The Core is a practical guide to those who are new to the idea of classical education and are looking for an outline of what to teach in different subject areas. Leigh Bortins has written this book for all parents and teachers--those in a regular school setting as well as those who are homeschooling--but her methods would work particularly well within a home education environment. Bortins uses the ideas laid out in Dorothy Sayers’ oft quoted 1947 essay,
The Lost Tools of Learning, as a guide upon which to build her lists of necessary skills for students of the trivium.
Trivium is Latin for the “place where three roads meet.” The trivium comes from the medieval idea of education, and represents the lower level of the liberal arts: grammar, logic and rhetoric. The main emphasis of this book is to show educators how to take modern subjects, i.e. reading, writing, math, geography, history, science and fine arts, and teach students the fundamentals of these subjects through memorization of basic facts. Bortins explains how this corresponds to the grammatical stage of the trivium. Every language has its structure, i.e. grammar, which is key to understanding and developing good reading, writing and speaking skills. Likewise, the other subjects also have their grammar, which are the foundational rules of the subject.
The subtitle of the book is not just an afterthought. This book is about the foundations of a classical education. And this foundation is memorization. This method, although simple and nearly free from textbooks, requires a lot of adult involvement. If you’re not interested in helping your child memorize things, then read no further. This book is all about acquiring facts, information and skills through memorization. Bortins doesn’t try to sugarcoat it; memorization is hard work for both teacher and student:
The purpose of a classical education is to strengthen one’s mind, body, and character in order to develop the ability to learn anything. This requires consistent discipleship or mentoring by a concerned adult over a long period of time with very specific academic goals. For eventually, the child wants to know why she must learn so much terminology and what to do with what she has learned. These natural questions lead children into dialectic and rhetorical studies.
Bortins tells us the modern educational system, with its emphasis on things like “critical thinking skills” and “experiential learning” has demeaned the traditional method of having children learn things through imitation and memorization. She says:
Though critical thinking skills and experiential learning are very valuable, the education associations forgot two things: first, that students needed to memorize information so they would have something in their brain to critically think about or to compare to their experiences, and second, that the brain needs to be intentionally trained in order to think well.
We readily accept the idea that to learn to play an instrument or to do a sport, students must first memorize certain fundamentals. Yet in many, if not most, schools today children are expected to analyze a book or write their own story without first being made to memorize, or even copy, good examples of prose or poetry.
Bortins did her undergraduate studies in aerospace engineering and her love of math comes through especially well in her chapter on teaching the grammar of math. Most educators would probably agree that a child must first acquire the basic math facts—addition, subtraction, multiplication and division—before moving on to more complex mathematical equations.

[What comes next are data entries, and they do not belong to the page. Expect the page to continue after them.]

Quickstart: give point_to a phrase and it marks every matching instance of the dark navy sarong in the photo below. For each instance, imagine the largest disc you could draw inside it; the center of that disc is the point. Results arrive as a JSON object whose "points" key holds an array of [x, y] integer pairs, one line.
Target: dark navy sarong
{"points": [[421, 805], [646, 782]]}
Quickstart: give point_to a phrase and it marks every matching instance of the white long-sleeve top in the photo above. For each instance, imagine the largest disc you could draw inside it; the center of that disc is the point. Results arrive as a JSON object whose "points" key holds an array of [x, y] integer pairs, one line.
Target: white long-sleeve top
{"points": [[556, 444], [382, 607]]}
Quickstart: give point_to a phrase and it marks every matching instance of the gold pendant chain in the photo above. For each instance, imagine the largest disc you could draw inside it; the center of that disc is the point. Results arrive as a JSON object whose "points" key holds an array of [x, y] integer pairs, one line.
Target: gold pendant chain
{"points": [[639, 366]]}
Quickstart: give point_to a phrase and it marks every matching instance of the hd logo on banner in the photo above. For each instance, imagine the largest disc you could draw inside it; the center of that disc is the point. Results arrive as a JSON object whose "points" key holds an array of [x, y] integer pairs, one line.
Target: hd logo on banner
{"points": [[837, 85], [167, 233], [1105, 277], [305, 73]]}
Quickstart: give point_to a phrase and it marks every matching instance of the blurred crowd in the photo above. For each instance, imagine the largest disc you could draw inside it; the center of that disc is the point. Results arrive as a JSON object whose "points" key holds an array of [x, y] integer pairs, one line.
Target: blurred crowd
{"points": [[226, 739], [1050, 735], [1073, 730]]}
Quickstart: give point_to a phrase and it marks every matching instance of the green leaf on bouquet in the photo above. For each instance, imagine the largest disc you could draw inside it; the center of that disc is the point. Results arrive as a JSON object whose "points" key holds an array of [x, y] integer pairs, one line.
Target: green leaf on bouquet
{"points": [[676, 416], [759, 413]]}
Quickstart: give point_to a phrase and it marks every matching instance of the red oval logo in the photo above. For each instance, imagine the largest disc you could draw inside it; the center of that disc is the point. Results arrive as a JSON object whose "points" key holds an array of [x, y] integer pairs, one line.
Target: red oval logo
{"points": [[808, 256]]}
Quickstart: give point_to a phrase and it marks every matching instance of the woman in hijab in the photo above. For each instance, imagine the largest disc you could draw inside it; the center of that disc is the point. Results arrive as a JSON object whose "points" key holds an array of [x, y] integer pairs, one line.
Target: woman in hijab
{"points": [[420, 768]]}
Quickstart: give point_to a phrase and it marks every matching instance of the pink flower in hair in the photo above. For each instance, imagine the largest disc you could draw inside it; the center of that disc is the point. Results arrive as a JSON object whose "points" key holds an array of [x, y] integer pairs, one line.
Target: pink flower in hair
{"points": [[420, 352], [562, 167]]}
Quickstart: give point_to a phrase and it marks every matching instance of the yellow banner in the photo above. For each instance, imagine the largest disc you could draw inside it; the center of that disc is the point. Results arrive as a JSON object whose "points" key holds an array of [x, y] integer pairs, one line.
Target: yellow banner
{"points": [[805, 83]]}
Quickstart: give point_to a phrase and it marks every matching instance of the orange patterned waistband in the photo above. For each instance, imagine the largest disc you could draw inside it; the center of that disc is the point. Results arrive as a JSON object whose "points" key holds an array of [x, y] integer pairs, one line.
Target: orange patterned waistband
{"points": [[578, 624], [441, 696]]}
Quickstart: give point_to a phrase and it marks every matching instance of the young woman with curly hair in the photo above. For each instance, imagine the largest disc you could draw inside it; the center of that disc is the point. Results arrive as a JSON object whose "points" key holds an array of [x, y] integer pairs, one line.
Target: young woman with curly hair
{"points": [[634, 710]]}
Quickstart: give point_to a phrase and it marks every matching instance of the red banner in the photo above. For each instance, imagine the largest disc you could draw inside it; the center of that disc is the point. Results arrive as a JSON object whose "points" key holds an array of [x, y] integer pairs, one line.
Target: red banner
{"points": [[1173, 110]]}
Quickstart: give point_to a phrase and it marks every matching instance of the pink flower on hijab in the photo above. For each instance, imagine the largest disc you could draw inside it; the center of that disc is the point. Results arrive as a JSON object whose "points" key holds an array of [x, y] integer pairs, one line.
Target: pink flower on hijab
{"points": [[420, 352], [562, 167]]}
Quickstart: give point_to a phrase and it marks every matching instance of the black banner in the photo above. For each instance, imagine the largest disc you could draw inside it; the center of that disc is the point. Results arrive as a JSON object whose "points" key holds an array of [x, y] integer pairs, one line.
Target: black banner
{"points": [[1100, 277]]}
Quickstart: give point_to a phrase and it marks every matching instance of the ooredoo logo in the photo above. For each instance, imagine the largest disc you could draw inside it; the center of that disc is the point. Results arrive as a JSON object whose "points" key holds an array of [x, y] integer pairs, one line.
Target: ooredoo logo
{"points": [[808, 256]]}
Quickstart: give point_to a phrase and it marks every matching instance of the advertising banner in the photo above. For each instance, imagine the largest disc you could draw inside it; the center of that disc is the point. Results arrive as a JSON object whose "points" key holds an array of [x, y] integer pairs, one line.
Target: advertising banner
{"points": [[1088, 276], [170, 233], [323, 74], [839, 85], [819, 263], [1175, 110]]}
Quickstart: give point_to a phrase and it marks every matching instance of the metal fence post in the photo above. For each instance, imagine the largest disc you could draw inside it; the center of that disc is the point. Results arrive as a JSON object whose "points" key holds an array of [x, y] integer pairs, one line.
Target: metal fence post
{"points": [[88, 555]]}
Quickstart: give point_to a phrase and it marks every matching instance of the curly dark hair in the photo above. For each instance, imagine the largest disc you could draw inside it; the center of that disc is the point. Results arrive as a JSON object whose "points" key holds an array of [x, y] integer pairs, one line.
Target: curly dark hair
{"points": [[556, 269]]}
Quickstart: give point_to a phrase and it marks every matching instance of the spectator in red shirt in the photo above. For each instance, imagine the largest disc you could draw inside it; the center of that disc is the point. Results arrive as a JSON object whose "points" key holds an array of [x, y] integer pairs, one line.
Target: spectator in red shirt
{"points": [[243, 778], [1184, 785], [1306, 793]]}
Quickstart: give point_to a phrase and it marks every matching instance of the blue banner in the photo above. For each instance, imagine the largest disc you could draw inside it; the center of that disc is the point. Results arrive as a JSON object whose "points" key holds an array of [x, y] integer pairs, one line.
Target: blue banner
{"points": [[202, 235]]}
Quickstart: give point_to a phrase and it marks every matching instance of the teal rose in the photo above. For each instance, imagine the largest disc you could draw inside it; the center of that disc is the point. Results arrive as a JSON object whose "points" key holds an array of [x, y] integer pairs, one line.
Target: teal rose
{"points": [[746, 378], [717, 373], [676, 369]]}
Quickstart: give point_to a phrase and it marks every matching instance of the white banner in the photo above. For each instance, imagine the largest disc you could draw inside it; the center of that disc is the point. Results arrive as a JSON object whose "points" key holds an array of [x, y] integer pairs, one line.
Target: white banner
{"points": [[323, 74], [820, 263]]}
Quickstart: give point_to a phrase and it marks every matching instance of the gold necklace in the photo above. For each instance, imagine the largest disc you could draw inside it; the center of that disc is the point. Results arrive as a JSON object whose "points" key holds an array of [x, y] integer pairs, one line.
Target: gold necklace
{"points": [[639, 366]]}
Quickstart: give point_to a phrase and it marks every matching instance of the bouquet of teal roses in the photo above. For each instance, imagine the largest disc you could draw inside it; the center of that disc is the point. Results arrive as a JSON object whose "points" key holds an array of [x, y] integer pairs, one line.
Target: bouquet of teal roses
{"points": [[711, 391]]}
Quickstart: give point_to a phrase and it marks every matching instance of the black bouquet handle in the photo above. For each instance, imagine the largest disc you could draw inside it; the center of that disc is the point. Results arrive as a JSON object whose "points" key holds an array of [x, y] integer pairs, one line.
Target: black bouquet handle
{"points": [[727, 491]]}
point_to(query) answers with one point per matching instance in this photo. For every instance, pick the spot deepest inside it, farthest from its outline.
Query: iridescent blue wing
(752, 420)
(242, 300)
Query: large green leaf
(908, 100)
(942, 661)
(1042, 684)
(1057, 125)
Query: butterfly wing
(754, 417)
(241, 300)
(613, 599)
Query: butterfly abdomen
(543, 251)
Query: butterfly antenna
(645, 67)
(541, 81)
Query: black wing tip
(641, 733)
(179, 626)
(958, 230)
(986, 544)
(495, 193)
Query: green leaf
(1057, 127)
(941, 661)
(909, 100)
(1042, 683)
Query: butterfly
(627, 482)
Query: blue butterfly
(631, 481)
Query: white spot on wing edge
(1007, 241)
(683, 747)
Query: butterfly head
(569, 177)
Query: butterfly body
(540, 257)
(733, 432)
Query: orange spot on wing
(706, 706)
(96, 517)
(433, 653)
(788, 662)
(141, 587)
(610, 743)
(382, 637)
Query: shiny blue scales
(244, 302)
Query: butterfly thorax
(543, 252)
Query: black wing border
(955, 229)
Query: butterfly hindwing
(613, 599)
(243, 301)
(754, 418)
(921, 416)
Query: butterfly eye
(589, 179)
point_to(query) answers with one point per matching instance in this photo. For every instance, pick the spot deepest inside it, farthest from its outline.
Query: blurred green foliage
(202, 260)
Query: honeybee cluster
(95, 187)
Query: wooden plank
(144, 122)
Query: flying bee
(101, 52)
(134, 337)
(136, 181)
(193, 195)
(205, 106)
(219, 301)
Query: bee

Bortins not only advises all students memorize the multiplication tables through 20 x 20, but she also advocates students learn to quickly multiply and divide double digit numbers in their heads, and memorize the common squares and cubes, among other things. These fundamentals, she says, are the grammar of mathematics. Some authors point out the growing illiteracy of the American public, and Bortins speaks of the massive innumeracy of our culture that depends upon calculators, cash registers and computers to do all of our basic computations for us. A person learning a foreign language must wrestle with the grammatical rules of that new language, and so must students of mathematics learn the rules and grammar of math in order to become fluent in the language of math.
The other subject areas get similar treatment, and Bortins offers practical advice for parents and teachers, with lists of things to have students memorize in order to become competent learners. For example, in the chapter on science, Bortins admits it would be an impossible task to memorize all the science facts, but she offers an impressive list to get us started. When she was devising the lists for science for her own students, she arranged them as a series of questions, similar to the “ancient catechisms used in the schools in Alexandria during the first three centuries A.D.” (If you’re like me, you’re thinking,
Baltimore Catechism!) Bortins tells us, “The term ‘catechism,’ [although] usually associated with religious instruction…is actually a classical method of memorization for any subject, in which a preconstructed set of questions and answers are used to teach precision in responses.” The emphasis in all subjects should be on understanding the fundamentals of the subject, through memorization, prior to moving on to the higher levels of learning in the logic and rhetoric stages.
Bortins gives us a general, yet very practical, outline of lists of things to have our students memorize. However, she has not given us all the particulars of those lists. Instead she gives us topics and tips to get us started either making our own lists, or seeking out lists from other sources. She gives some suggestions for further reading and sources in the back of the book.